“Fun with letters and states- let’s quiz each other’s knowledge!” called Ken cheerfully. “Quiz # 1, how many letters in the alphabet are not used at the beginning of a state?” We were on a back road without much traffic. It was even quiet enough to talk. To pass the endless miles of flat, agricultural land (mainly rice and cattle) we played guessing games. We tried to name as many state capitals as we could, we even tried to figure out how many two letter words we could make using the first letters of states and their capitals. For example the Texas combination makes the word AT. Very exciting. We also tried to name as many countries beginning with a given letter. But we were trying to name obscure places like Myanmar and Omen, so we missed obvious countries like Iraq, Italy, Iran and Germany.

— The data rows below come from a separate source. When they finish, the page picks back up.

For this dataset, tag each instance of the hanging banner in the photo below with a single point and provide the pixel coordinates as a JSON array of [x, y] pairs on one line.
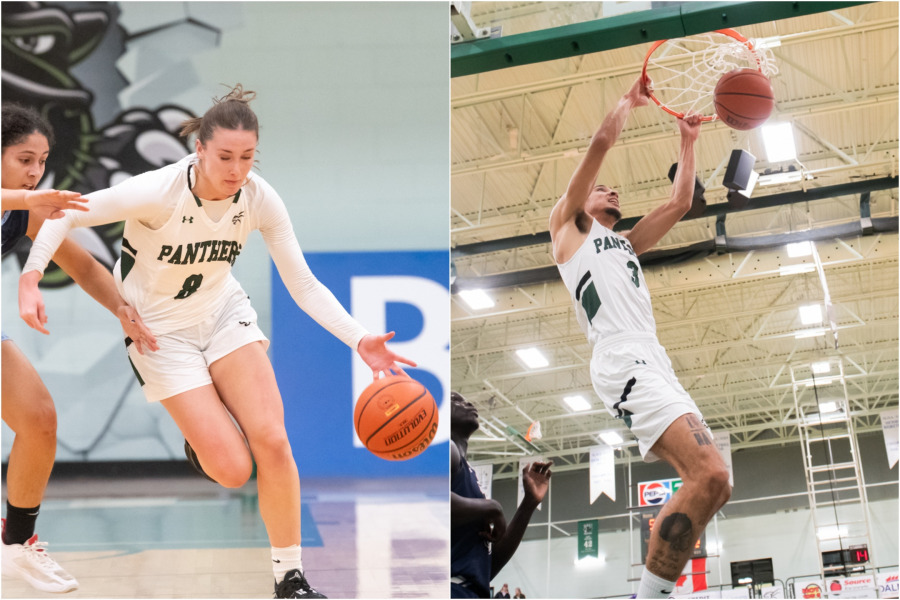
[[722, 440], [603, 472], [889, 428], [693, 578], [485, 476], [523, 462], [888, 584], [587, 538]]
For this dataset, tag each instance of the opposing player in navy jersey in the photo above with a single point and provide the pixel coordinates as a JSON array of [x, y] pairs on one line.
[[185, 225], [630, 370], [481, 541], [28, 408]]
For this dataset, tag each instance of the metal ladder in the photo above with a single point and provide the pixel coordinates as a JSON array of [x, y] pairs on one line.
[[837, 494]]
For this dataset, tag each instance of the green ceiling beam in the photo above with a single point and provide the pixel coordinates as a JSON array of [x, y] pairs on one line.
[[629, 29]]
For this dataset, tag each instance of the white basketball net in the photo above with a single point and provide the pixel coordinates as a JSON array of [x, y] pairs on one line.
[[534, 432], [685, 71]]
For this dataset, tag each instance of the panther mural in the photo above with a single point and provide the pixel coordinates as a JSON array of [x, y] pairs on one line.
[[42, 43], [79, 65]]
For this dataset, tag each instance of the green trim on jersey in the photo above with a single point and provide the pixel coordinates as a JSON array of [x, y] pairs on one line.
[[136, 374]]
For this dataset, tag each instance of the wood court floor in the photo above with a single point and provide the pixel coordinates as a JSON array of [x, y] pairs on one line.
[[188, 538]]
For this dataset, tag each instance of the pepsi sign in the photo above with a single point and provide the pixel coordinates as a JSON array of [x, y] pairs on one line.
[[656, 493]]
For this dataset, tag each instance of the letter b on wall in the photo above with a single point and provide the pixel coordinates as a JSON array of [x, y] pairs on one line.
[[320, 378], [429, 348]]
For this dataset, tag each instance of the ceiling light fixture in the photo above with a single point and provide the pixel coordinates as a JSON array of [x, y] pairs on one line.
[[577, 403], [811, 314], [532, 358], [778, 141], [477, 299]]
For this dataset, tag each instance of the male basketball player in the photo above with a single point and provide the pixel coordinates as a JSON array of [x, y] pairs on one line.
[[481, 541], [629, 368]]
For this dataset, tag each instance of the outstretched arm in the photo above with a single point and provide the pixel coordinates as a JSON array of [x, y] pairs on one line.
[[488, 513], [50, 241], [45, 204], [93, 278], [536, 481], [314, 298], [650, 229], [572, 203]]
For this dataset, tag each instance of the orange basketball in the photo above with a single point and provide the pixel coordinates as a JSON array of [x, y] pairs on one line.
[[744, 98], [396, 417]]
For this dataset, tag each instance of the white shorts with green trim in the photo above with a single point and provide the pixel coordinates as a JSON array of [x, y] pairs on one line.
[[182, 361], [633, 376]]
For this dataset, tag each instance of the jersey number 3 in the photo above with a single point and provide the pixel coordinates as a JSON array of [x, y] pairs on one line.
[[191, 285], [586, 292]]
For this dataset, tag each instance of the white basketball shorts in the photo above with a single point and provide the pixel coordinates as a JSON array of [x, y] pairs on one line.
[[634, 377], [182, 361]]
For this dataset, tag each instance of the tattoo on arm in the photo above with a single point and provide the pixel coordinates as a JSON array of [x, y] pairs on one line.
[[701, 434]]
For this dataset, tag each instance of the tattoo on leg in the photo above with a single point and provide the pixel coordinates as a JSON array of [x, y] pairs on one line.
[[677, 529]]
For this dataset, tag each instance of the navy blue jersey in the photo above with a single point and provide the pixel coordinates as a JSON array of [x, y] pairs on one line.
[[470, 556], [15, 224]]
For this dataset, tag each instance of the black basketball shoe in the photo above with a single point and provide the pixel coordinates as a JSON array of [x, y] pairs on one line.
[[294, 585], [195, 462]]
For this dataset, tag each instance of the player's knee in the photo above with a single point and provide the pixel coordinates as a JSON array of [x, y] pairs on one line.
[[272, 448], [232, 471], [41, 421], [718, 486], [234, 476]]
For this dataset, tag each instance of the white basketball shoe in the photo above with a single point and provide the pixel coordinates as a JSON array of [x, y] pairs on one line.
[[31, 562]]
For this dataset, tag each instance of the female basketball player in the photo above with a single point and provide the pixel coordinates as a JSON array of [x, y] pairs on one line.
[[185, 224], [27, 406]]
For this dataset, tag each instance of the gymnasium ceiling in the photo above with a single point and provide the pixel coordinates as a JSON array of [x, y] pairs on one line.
[[728, 318]]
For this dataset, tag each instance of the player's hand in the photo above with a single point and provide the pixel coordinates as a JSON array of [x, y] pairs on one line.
[[639, 94], [689, 126], [375, 353], [494, 523], [31, 303], [52, 204], [134, 328], [536, 480]]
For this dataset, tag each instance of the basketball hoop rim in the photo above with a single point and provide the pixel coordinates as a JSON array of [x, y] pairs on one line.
[[680, 115]]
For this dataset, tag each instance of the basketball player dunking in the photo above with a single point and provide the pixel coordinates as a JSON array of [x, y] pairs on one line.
[[629, 368]]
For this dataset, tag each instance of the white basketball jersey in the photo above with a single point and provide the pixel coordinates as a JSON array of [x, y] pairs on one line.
[[607, 286], [179, 273]]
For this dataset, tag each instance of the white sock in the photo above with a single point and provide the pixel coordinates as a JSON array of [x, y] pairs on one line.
[[285, 559], [652, 586]]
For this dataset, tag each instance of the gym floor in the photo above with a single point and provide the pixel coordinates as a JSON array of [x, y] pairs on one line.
[[185, 537]]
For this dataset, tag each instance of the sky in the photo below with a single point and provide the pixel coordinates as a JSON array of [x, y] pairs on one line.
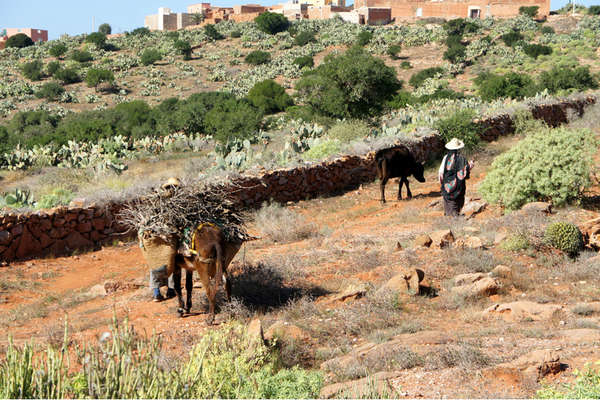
[[75, 16]]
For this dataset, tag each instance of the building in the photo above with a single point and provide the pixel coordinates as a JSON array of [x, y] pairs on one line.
[[410, 10]]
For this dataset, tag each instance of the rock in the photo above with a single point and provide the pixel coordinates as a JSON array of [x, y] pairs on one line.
[[537, 207], [524, 311], [502, 271], [422, 241], [255, 331], [441, 239], [286, 331]]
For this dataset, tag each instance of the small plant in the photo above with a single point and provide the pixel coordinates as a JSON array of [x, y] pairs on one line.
[[564, 236], [150, 56], [258, 57]]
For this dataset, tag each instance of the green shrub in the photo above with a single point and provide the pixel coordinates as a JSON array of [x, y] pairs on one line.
[[393, 51], [558, 78], [258, 57], [212, 33], [105, 29], [52, 67], [67, 76], [33, 70], [95, 76], [552, 165], [19, 41], [150, 56], [304, 61], [364, 37], [536, 50], [58, 50], [417, 79], [51, 91], [97, 38], [272, 23], [460, 125], [351, 85], [347, 131], [530, 11], [269, 96], [565, 237], [184, 48], [304, 37], [511, 38], [81, 56], [512, 85]]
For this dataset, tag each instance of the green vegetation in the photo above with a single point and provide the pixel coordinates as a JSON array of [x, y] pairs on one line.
[[551, 165], [19, 41], [272, 23], [353, 84], [564, 236], [258, 57], [269, 96], [460, 125]]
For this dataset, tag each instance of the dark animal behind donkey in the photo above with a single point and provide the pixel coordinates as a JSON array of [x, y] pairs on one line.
[[397, 162]]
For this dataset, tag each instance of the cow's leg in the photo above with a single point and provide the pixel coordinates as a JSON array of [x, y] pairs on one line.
[[189, 286]]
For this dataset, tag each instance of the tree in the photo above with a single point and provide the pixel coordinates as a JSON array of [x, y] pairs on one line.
[[105, 29], [354, 84], [58, 50], [20, 40], [272, 23], [269, 96]]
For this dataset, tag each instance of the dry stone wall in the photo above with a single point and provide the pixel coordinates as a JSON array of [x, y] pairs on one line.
[[62, 230]]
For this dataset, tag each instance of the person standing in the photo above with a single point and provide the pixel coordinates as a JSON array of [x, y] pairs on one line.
[[453, 173]]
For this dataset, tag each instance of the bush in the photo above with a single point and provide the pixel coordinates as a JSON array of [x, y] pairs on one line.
[[564, 236], [304, 61], [417, 79], [20, 40], [568, 78], [512, 85], [304, 37], [67, 76], [269, 96], [150, 56], [536, 50], [95, 76], [272, 23], [511, 38], [364, 37], [97, 38], [393, 51], [184, 48], [354, 84], [258, 57], [33, 70], [530, 11], [51, 91], [460, 125], [212, 33], [552, 165], [81, 56], [58, 50], [105, 29]]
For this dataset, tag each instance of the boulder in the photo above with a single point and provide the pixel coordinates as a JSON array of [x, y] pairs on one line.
[[442, 238], [524, 311], [422, 241]]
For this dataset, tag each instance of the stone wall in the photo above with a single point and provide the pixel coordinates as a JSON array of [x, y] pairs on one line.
[[65, 229]]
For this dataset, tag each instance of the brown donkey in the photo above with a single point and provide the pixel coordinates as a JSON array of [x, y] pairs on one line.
[[210, 256]]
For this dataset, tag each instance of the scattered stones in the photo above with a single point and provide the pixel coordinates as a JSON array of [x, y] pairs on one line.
[[441, 239]]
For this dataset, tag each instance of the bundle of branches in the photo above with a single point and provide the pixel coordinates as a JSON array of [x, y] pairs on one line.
[[170, 212]]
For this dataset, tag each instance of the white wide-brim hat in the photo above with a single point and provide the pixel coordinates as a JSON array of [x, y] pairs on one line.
[[455, 144]]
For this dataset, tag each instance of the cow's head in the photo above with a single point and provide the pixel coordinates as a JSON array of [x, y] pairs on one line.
[[418, 172]]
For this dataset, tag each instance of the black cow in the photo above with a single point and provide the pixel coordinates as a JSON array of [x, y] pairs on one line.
[[397, 162]]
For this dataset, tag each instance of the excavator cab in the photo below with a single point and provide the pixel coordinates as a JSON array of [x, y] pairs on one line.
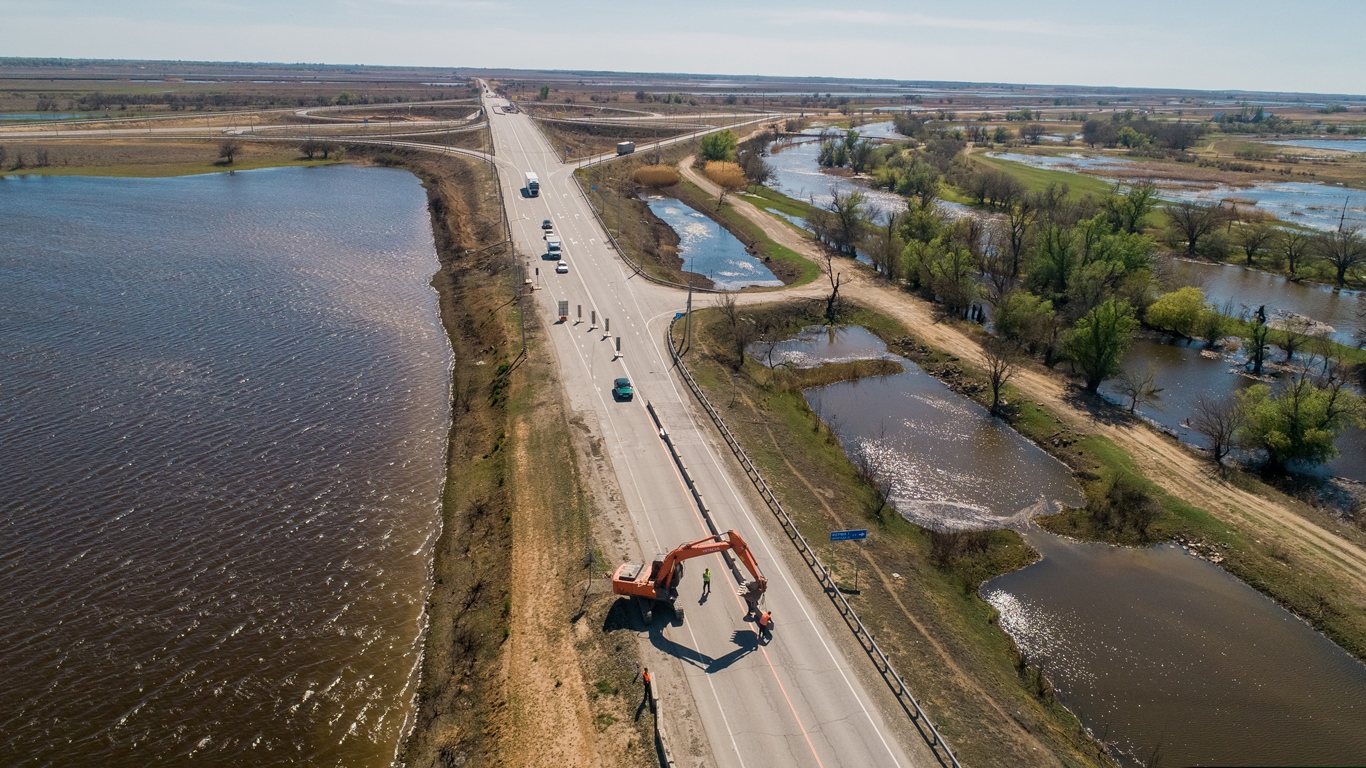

I guess that means that we haven’t been watching much soccer or political debates! We also had long arguments, such as the status of Singapore. Is it a country? If you think that this is boring, you are correct! But it ought to give you the impression of what life is like on the road. Usually there isn’t much to do other than peddle and watch out for cars. And of course to mull over complicated academic theories. If Einstein had been a long distance cyclist he’d have had enough time to himself to come up with even more revolutionary discoveries.
Malkolm is cycling on! He is now cycling from Alaska to Washington DC, and then continuing on to the UN Climate Change conference in Cancun in December.
It all started with Bird Year, Malkolm and his parents' year-long, fossil-fuel-free journey in search of birds. Cycling a total of 13,133 miles (21,144 km), they identified 548 different bird species and raised more than $25,000 for bird conservation. Bird Year turned them into confirmed cyclists and taught them that climate change was more serious than they had thought.
In 2009, Malkolm biked from Whitehorse to Ottawa as a part of Pedal for the Planet: the project called for the Canadian Government to become a leader in the struggle to come to grips with climate change. The Harper Government did not even meet with the young cyclists.
Malkolm is now 18 and just finished high school. On August 24, he dipped his foot in the Pacific Ocean in Skagway, Alaska. Then headed up and over the White Pass to the Alaska Highway on his journey to Washington and on to Cancun.